Jonas and Wyatt Maines were born identical twins, but from the start each had a distinct personality.
Jonas was all boy. He loved Spiderman, action figures, pirates, and swords.
Wyatt favored pink tutus and beads. At 4, he insisted on a Barbie birthday cake and had a thing for mermaids. On Halloween, Jonas was Buzz Lightyear. Wyatt wanted to be a princess; his mother compromised on a prince costume.
Once, when Wyatt appeared in a sequin shirt and his mother’s heels, his father said: “You don’t want to wear that.’’
“Yes, I do,’’ Wyatt replied.
“Dad, you might as well face it,’’ Wayne recalls Jonas saying. “You have a son and a daughter.’’

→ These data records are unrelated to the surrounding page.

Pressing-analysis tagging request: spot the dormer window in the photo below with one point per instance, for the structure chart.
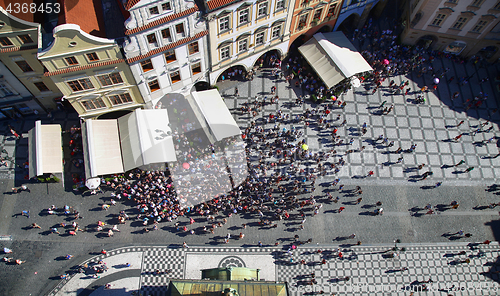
(179, 29)
(5, 41)
(71, 61)
(152, 39)
(25, 38)
(154, 11)
(166, 6)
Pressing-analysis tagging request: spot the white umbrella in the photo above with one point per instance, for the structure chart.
(93, 183)
(355, 82)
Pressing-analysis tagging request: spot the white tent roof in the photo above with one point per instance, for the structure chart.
(333, 57)
(45, 149)
(215, 111)
(101, 145)
(146, 138)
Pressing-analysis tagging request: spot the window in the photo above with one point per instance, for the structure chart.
(41, 86)
(25, 67)
(25, 38)
(80, 84)
(302, 21)
(5, 41)
(196, 68)
(477, 3)
(165, 34)
(193, 47)
(147, 65)
(93, 104)
(459, 23)
(262, 9)
(110, 79)
(175, 76)
(243, 45)
(439, 19)
(152, 39)
(5, 90)
(280, 4)
(259, 38)
(179, 28)
(224, 24)
(154, 11)
(154, 85)
(120, 99)
(71, 61)
(244, 16)
(170, 56)
(225, 53)
(331, 10)
(166, 6)
(92, 57)
(317, 15)
(276, 32)
(479, 26)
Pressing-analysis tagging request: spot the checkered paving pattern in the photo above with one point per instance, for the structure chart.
(161, 259)
(430, 125)
(371, 268)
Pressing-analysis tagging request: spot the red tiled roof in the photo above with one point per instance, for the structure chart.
(87, 14)
(163, 20)
(213, 4)
(29, 17)
(131, 3)
(17, 48)
(167, 47)
(85, 67)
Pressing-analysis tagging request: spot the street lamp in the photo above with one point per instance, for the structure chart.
(396, 242)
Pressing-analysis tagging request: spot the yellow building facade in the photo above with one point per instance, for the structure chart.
(91, 72)
(19, 44)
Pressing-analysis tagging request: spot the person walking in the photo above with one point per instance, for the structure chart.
(467, 170)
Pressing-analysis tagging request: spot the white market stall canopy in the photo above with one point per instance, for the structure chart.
(45, 149)
(333, 57)
(137, 139)
(215, 111)
(101, 146)
(146, 138)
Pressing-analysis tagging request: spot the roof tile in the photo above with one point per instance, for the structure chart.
(17, 48)
(163, 20)
(167, 47)
(214, 4)
(84, 67)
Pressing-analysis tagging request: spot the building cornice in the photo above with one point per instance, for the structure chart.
(167, 47)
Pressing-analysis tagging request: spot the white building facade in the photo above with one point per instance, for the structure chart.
(165, 47)
(241, 32)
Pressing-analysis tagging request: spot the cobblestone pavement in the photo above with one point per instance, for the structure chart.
(371, 269)
(431, 125)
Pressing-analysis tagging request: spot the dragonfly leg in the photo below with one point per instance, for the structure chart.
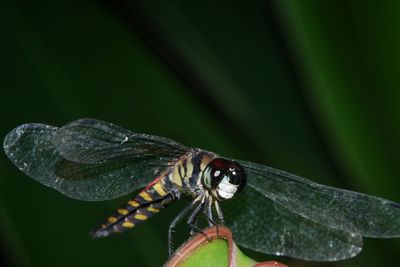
(192, 220)
(175, 221)
(209, 214)
(219, 213)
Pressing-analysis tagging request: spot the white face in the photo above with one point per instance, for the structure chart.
(225, 189)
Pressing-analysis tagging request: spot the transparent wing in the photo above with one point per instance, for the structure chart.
(262, 225)
(89, 159)
(343, 210)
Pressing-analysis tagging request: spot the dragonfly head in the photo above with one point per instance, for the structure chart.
(223, 178)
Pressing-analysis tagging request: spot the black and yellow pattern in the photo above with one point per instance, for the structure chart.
(147, 203)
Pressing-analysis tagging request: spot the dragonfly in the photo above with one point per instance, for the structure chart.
(268, 210)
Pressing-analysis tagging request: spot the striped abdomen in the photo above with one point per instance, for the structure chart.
(147, 203)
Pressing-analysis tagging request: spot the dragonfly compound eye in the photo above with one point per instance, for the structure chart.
(224, 178)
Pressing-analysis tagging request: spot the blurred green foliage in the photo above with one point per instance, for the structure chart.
(306, 86)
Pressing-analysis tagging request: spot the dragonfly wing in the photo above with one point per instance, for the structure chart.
(335, 208)
(86, 159)
(262, 225)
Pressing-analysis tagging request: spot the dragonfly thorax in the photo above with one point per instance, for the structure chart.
(223, 178)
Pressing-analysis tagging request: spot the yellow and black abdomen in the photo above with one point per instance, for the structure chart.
(147, 203)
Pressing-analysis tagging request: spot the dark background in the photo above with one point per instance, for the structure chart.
(311, 87)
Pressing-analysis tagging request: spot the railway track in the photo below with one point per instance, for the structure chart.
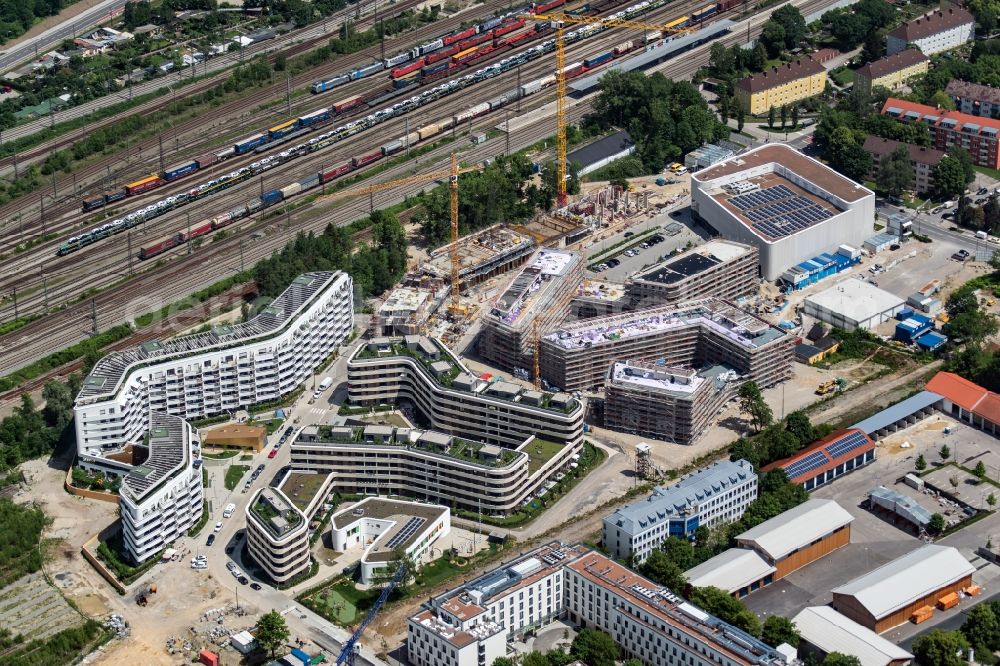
(201, 269)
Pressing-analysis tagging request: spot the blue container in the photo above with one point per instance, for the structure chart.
(271, 198)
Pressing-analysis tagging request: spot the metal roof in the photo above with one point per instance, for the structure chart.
(830, 631)
(902, 581)
(797, 527)
(900, 410)
(730, 570)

“Even when we did all the boy events to see if she would ‘conform,’ she would just put her shirt on her head as hair, strap on some heels and join in,’’ Kelly says. “It wasn’t really a matter of encouraging her to be a boy or a girl. That came about naturally.’’

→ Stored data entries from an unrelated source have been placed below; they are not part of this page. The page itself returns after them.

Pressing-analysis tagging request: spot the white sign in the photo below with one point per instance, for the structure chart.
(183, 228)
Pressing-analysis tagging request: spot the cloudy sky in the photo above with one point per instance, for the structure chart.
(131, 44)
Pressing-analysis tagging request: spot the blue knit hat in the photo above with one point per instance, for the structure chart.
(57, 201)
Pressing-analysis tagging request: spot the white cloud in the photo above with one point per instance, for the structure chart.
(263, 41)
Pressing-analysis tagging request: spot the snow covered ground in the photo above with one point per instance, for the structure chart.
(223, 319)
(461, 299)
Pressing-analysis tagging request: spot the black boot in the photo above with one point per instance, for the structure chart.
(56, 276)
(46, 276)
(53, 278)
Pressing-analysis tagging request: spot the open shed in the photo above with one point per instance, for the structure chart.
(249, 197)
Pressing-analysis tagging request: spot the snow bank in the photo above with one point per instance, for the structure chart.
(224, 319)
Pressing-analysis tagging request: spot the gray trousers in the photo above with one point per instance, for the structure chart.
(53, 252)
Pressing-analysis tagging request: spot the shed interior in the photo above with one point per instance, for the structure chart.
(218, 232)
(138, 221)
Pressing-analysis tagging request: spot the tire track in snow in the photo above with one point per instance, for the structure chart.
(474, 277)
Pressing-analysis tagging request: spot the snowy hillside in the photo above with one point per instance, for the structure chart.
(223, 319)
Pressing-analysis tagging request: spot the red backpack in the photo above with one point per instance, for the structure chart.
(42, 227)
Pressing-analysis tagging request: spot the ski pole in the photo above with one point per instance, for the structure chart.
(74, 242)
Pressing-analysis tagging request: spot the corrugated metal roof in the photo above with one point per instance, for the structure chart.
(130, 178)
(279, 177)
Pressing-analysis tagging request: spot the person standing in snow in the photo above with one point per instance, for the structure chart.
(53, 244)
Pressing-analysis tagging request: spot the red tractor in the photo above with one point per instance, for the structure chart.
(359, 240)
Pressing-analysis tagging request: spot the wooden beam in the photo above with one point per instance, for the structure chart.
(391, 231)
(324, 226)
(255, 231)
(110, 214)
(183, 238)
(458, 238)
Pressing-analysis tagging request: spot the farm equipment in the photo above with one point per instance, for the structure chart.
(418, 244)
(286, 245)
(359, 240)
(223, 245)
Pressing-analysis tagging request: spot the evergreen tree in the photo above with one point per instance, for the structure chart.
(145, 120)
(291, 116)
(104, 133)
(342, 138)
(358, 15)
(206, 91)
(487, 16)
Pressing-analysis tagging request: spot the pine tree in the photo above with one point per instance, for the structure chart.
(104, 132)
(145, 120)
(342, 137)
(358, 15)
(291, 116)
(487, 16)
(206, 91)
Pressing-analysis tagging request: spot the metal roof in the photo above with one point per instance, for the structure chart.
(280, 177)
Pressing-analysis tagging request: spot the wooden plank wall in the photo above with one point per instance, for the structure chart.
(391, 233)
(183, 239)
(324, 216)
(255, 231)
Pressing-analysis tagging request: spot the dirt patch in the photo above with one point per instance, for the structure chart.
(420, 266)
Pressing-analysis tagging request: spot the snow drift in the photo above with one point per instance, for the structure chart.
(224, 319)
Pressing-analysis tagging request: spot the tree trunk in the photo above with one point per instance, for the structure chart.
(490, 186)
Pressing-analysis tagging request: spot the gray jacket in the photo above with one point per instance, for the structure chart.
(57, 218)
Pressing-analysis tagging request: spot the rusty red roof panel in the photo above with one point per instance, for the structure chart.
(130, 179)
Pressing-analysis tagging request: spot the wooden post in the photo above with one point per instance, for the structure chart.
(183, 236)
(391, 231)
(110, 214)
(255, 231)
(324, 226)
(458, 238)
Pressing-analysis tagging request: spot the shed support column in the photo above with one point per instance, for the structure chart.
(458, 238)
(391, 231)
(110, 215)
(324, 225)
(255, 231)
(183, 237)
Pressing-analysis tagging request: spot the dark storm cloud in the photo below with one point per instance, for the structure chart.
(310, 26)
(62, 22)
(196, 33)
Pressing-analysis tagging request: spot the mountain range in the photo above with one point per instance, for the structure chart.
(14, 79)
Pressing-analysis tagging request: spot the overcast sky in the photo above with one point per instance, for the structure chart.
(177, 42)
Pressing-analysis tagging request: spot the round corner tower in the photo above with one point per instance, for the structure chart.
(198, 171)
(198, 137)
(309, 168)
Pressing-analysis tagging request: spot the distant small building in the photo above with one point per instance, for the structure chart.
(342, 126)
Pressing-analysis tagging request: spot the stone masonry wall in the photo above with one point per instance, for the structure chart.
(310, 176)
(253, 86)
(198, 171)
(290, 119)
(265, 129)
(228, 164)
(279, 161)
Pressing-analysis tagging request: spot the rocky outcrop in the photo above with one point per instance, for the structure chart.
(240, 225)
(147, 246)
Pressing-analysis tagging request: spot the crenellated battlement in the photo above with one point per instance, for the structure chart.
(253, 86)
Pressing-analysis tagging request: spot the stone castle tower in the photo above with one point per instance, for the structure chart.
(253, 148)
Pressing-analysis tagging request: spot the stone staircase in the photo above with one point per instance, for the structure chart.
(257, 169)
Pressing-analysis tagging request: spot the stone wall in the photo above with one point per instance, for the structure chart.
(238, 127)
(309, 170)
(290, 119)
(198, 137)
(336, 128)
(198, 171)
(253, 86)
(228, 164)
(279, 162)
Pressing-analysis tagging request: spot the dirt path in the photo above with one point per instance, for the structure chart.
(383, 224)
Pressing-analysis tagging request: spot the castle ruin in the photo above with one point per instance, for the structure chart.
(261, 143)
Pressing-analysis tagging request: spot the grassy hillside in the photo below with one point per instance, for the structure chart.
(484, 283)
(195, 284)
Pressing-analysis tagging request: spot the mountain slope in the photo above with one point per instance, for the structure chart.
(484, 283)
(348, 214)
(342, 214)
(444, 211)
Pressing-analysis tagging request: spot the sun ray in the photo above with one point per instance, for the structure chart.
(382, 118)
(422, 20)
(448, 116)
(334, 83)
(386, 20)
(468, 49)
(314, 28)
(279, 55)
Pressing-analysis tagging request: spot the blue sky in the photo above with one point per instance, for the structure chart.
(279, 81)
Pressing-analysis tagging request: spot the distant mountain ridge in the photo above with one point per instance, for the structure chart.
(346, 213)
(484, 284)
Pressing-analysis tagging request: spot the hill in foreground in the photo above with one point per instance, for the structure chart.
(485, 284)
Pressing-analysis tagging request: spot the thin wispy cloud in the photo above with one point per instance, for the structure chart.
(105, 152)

Kelly and Wayne didn’t look at it as a choice their child was making.
“She really is a girl,’’ Kelly says, “a girl born with a birth defect. That’s how she looks at it.’’
Seems like this person, who was physically a boy and treated as a boy and pushed into conforming as a boy, felt like a girl the whole time. Seems hard to argue that's a social construction (nurture) and not an innate characteristic (nature). Via Led by the child who simply knew - The Boston Globe.